Construction of the third-generation Zea mays haplotype map

Abstract

Background: Characterization of genetic variations in maize has been challenging, mainly due to deterioration of collinearity between individual genomes in the species. An international consortium of maize research groups combined resources to develop the maize haplotype version 3 (HapMap 3), built from whole-genome sequencing data from 1218 maize lines, covering predomestication and domesticated Zea mays varieties across the world.

Results: A new computational pipeline was set up to process more than 12 trillion bp of sequencing data, and a set of population genetics filters was applied to identify more than 83 million variant sites.

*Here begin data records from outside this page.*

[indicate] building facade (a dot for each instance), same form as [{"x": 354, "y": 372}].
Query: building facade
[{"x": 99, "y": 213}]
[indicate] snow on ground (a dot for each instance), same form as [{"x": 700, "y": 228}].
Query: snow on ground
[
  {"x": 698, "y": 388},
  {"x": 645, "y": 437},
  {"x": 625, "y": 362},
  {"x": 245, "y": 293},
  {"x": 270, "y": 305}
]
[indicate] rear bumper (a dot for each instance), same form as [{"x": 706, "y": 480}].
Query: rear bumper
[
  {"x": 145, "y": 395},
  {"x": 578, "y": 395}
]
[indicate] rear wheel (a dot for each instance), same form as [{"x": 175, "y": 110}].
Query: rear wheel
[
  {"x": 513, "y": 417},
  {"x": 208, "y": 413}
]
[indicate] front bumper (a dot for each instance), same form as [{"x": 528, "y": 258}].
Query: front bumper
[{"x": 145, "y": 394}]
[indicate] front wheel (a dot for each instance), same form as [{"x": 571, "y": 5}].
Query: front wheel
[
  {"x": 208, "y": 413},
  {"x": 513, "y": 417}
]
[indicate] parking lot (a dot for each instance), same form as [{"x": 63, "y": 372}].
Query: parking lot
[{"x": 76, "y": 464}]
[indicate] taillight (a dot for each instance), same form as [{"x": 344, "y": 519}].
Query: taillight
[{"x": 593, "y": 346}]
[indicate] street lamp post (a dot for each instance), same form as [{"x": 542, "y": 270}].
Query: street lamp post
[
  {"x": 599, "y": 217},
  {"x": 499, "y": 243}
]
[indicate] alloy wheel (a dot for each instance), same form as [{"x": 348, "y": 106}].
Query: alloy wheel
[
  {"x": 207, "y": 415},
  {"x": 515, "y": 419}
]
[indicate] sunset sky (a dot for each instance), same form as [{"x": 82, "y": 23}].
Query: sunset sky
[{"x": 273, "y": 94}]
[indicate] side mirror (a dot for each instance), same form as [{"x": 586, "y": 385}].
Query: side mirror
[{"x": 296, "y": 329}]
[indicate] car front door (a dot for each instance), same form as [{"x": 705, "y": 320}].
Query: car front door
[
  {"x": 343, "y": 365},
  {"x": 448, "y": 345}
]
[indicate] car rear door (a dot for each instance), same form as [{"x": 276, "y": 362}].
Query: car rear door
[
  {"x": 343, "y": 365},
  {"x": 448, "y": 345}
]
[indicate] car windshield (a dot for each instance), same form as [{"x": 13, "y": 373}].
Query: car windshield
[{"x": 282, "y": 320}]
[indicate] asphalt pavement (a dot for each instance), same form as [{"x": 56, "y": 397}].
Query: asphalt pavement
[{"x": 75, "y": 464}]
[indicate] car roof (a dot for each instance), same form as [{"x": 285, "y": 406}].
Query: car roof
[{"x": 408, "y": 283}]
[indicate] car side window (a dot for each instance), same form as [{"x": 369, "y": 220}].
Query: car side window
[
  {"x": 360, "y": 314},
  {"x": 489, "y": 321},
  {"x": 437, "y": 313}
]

Conclusions: We identified polymorphisms in regions where collinearity is largely preserved in the maize species. However, the fact that the B73 genome used as the reference only represents a fraction of all haplotypes is still an important limiting factor.

Figure 1:

Overview of the HapMap 3 pipeline. Initial set of tentative variant sites was obtained from 916 taxa using reads with a mapping quality (MAPQ) of at least 30 and bases with a base quality of at least 10. At least 10 taxa had to have non-0 read coverage, and the P-value from the segregation test on allelic depths had to be at most 0.01. This initial set of sites was subject to filtering based on identity by descent. Application of a linkage disequilibrium filter eliminated sites with only nonlocal LD hits, leading to the HapMap 3.1.1 variant set. An alternative route, leading to HapMap 3.2.1 genotypes, involved K nearest neighbors imputation, in which distances were computed using sites in good local LD (hence, LD KNN). See the text for detailed explanation of methods and acronyms. The exact numbers of variant sites in HapMap 3.1.1 and HapMap 3.2.1 are 61 228 639 and 83 153 144, respectively.

Figure 2:

Overlap between various classes of HapMap 3.1.1 polymorphic sites. All sites listed passed the ST and IBD filters. LLD sites are those found in local LD with the GBS anchor. Sites flagged IBD1 passed the IBD filter; however, no alternative allele was present in IBD contrasts. Such sites do not violate IBD, but the existence of a variant is not confirmed. The NI5 flag is used to mark indels and sites within 5 bp of an indel. As no local re-alignment was done, the NI5 sites are not reliable.

Figure 3:

Polymorphic sites detected by the HapMap 3.1.1 pipeline based on 2 read mapping quality thresholds: MAPQ ≥1 (q1) and MAPQ ≥30 (q30). Tightening of the MAPQ threshold affects mostly the sites flagged with IBD1 (least reliable), while the LLD sites (in local LD with GBS anchor) are mostly independent.

Figure 4:

Distribution of inbreeding coefficient for HapMap 3.1.1 variant sets obtained with 2 read mapping quality thresholds: MAPQ ≥1 (q1) and MAPQ ≥30 (q30). A lower MAPQ threshold leads to lower values of inbreeding coefficient (i.e., higher heterozygosities) resulting from misaligned reads.

Figure 5:

Overlap between HapMap 3.1.1 and HapMap 3.2.1 variant sites; 86% of HapMap 3.1.1 sites (99% of those in local LD) are recovered by the HapMap 3.2.1 pipeline.

Figure 6:

Distribution of fraction of heterozygous sites per taxon for unimputed and imputed HapMap 3.2.1. Curves marked LLD have been obtained considering only sites verified in HapMap 3.1.1 to be in good local LD with GBS anchor.

Figure 7:

Cumulative distribution of mapping quality from BWA mem alignment of 125.4 million 150-bp reads from taxon A272.

Figure 8:

Linkage disequilibrium–based filtering flowchart. The procedure eliminates sites with weak or non-local-only LD hits. Sites with good local LD hits as well as those for which LD could not be probed (because of low MAF) are retained.